Muchos ya me preguntaron cual es mi plan como nuevo arzobispo. Mi “plan” es escuchar y conocer antes de que pueda tener cualquier tipo de plan. No soy un desconocido aquí. Algunos de ustedes saben que mi madre creció en San Antonio, y mis abuelos maternos se casaron aquí en San Antonio, en nuestra Catedral de San Fernando. También he realizado trabajo pastoral como sacerdote en Houston y San Antonio por 14 años. Así que tengo muy buenos amigos de mis años en Texas – y conozco la Iglesia aquí, porque me ayudó a formarme. Venir a San Antonio es para mí venir a casa.

Pero también tengo mucho que aprender. Francamente, hoy estaría muy asustado si estuviera en cualquier otra diócesis. Lo que me consuela aquí en San Antonio es que sé que puedo contar con buenos profesores y hermanos – y el espíritu muy generoso de la mejor ciudad en Texas.

Quiero agradecer a Monseñor Carlos J. Chaput, O.F.M., Cap., Arzobispo de Denver, por enseñarme a ser obispo con el ejemplo de su humor, paciencia y su inmenso amor a la Iglesia. Estaré eternamente agradecido a los sacerdotes y los fieles de la Arquidiócesis de Denver, quienes me prepararon para la nueva vida que empiezo hoy.

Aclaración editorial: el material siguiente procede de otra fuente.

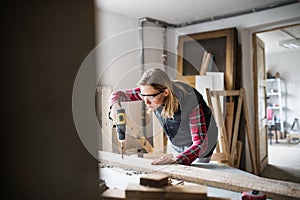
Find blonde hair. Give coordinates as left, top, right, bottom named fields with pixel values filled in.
left=138, top=68, right=179, bottom=118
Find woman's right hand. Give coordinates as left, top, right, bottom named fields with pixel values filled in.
left=109, top=103, right=121, bottom=124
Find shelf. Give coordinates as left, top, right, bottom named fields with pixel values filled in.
left=267, top=92, right=281, bottom=96
left=269, top=106, right=281, bottom=110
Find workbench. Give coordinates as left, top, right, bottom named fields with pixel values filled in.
left=99, top=151, right=300, bottom=199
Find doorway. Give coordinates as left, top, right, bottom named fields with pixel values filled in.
left=253, top=24, right=300, bottom=183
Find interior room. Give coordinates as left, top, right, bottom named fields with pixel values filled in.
left=95, top=0, right=300, bottom=199
left=1, top=0, right=300, bottom=200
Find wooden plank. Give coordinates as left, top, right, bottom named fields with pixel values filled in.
left=140, top=173, right=169, bottom=187
left=100, top=189, right=125, bottom=200
left=234, top=141, right=243, bottom=168
left=240, top=88, right=258, bottom=175
left=138, top=153, right=173, bottom=160
left=125, top=183, right=207, bottom=199
left=229, top=95, right=243, bottom=166
left=99, top=151, right=300, bottom=199
left=127, top=119, right=153, bottom=153
left=152, top=112, right=166, bottom=154
left=225, top=101, right=234, bottom=147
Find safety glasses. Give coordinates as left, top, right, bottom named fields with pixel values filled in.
left=140, top=91, right=164, bottom=101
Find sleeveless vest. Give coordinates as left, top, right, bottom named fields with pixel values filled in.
left=154, top=82, right=211, bottom=147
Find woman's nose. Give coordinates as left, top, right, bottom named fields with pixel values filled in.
left=145, top=97, right=151, bottom=105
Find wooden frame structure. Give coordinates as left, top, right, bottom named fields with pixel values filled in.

También quiero agradecer a mi familia por su cariño, y por el apoyo que me han dado en mi sacerdocio y en mi vocación. Dos de mis hermanas están conmigo hoy, y a ellas les quiero decir de un modo muy especial: Gracias por ser fieles al testimonio cristiano que nuestros padres nos dieron a lo largo de sus vidas.

Finalmente, y sobretodo, agradezco a Dios por mi sacerdocio, y a Nuestra Señora de Guadalupe por guiarme a esta nueva familia de tantos católicos buenos y fieles.

Que Dios me dé la gracia para construir sobre todas las bendiciones que hasta ahora he recibido.